Moreover, the mouse studies testing NMN’s capacity to boost NAD+ and then sirtuins have been so favorable that researchers like Dr. David Sinclair and Dr. Leonard Guarente take NAD+ precursors themselves; in Sinclair’s case, 1 gram of NMN per day. [9, 10]

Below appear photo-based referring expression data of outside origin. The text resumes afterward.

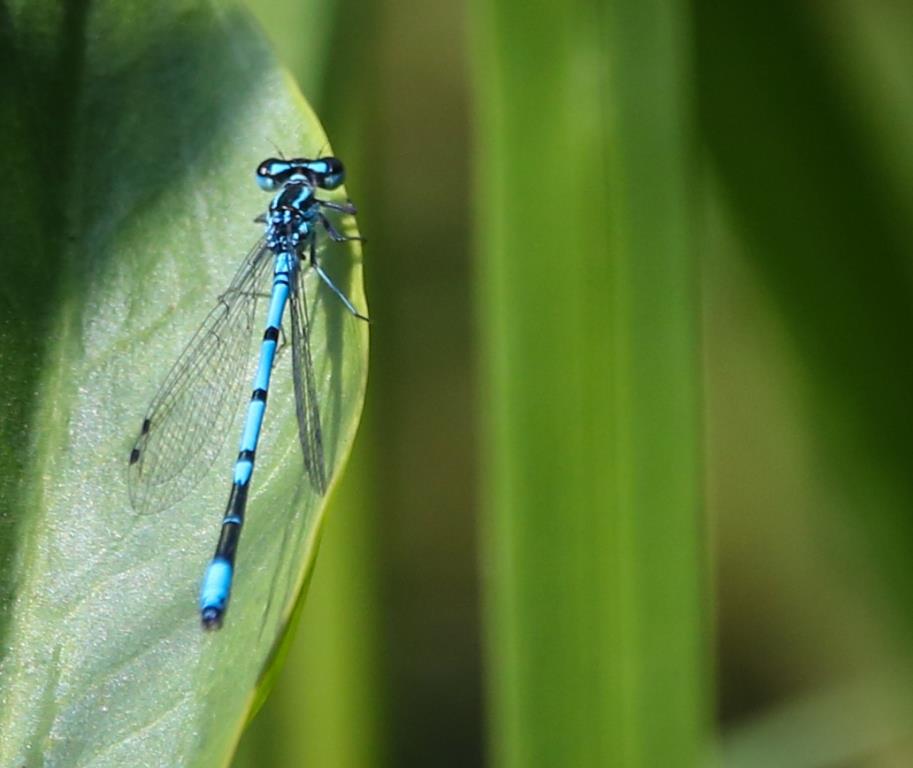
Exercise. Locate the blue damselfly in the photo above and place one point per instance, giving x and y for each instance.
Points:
(182, 432)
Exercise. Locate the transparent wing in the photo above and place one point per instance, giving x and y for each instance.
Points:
(185, 426)
(306, 406)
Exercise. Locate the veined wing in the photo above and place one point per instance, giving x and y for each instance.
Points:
(185, 427)
(306, 406)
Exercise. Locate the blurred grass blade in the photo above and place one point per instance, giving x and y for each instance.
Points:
(588, 312)
(132, 132)
(803, 165)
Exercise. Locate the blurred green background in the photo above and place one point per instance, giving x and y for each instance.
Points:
(633, 485)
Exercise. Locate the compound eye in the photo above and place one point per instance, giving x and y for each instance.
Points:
(333, 175)
(272, 173)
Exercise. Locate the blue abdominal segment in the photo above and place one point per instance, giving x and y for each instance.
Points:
(182, 428)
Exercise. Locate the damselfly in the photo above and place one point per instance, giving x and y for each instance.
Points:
(183, 429)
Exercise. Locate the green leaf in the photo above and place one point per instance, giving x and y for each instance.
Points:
(130, 135)
(588, 299)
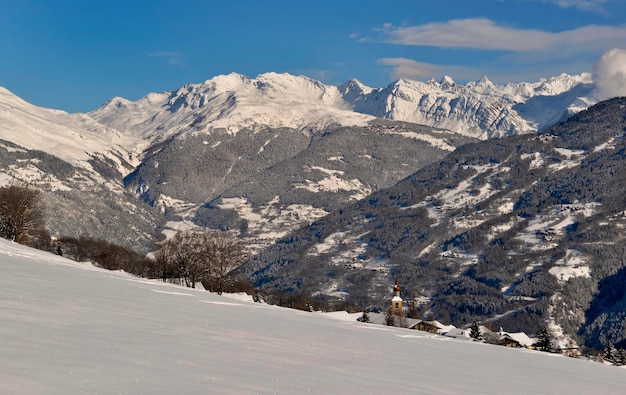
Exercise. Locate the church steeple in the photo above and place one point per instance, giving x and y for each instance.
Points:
(396, 301)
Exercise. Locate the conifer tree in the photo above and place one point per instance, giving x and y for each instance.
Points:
(544, 340)
(475, 332)
(610, 353)
(365, 317)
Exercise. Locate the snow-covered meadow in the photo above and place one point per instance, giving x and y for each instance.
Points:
(69, 328)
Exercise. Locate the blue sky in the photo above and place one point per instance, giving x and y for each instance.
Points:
(75, 55)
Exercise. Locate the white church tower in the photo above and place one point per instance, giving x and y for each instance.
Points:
(396, 301)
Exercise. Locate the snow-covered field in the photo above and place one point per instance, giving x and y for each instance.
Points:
(69, 328)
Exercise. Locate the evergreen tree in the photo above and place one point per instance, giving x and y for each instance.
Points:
(365, 317)
(620, 357)
(610, 353)
(544, 340)
(475, 332)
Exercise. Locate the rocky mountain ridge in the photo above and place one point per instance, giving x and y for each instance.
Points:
(517, 232)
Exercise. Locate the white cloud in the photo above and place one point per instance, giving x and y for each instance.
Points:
(484, 34)
(173, 58)
(586, 5)
(609, 74)
(414, 70)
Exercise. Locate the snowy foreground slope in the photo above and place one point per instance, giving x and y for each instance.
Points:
(69, 328)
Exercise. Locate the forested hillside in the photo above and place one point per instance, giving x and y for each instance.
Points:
(523, 231)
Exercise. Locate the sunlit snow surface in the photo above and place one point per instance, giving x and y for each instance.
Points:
(68, 328)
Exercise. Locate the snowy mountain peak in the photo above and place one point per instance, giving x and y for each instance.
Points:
(233, 102)
(484, 82)
(446, 81)
(75, 138)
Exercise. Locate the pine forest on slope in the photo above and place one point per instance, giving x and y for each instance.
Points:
(265, 156)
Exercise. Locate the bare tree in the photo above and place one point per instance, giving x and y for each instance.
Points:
(21, 213)
(225, 253)
(200, 256)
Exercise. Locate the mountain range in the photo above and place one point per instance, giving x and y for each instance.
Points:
(337, 189)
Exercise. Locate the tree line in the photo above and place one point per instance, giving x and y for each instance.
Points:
(193, 257)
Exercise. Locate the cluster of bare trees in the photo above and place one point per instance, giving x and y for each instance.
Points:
(21, 213)
(199, 256)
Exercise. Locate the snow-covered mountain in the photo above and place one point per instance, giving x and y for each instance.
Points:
(79, 165)
(479, 109)
(232, 102)
(74, 138)
(69, 328)
(327, 143)
(522, 231)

Even though thousands of people have been consuming NMN safely for years, it’s effectiveness for humans must be tested. To that end, in a small early trial at Brigham and Women’s Hospital, Dr. Sinclair is testing how the NMN molecule works in people, particularly its effect on aging. [11] In 2016, scientists in Japan also began a human trial testing NMN, the results of which have yet to be published. [12]

Show references
  1. Ekaterina Pesheva: Rewinding the Clock
  2. Cedars-Sinai Medical Center: Endothelial Function Testing
  3. Mayo Clinic: Metabolic syndrome
  4. Wikipedia: Reperfusion injury
  5. What Is Cardiomyopathy in Adults?
  6. Wikipedia: Dyslipidemia
  7. M S Bonkowski, A Das, M Schultz, Y Lu, J Mitchell, L Wu, L Guarente, D Sinclair: Impairment of An Endothelial NAD+ - H2S Signaling Network Is a Reversible Cause of Vascular Aging
  8. The Jackson Laboratory: Why are mice considered excellent models for humans?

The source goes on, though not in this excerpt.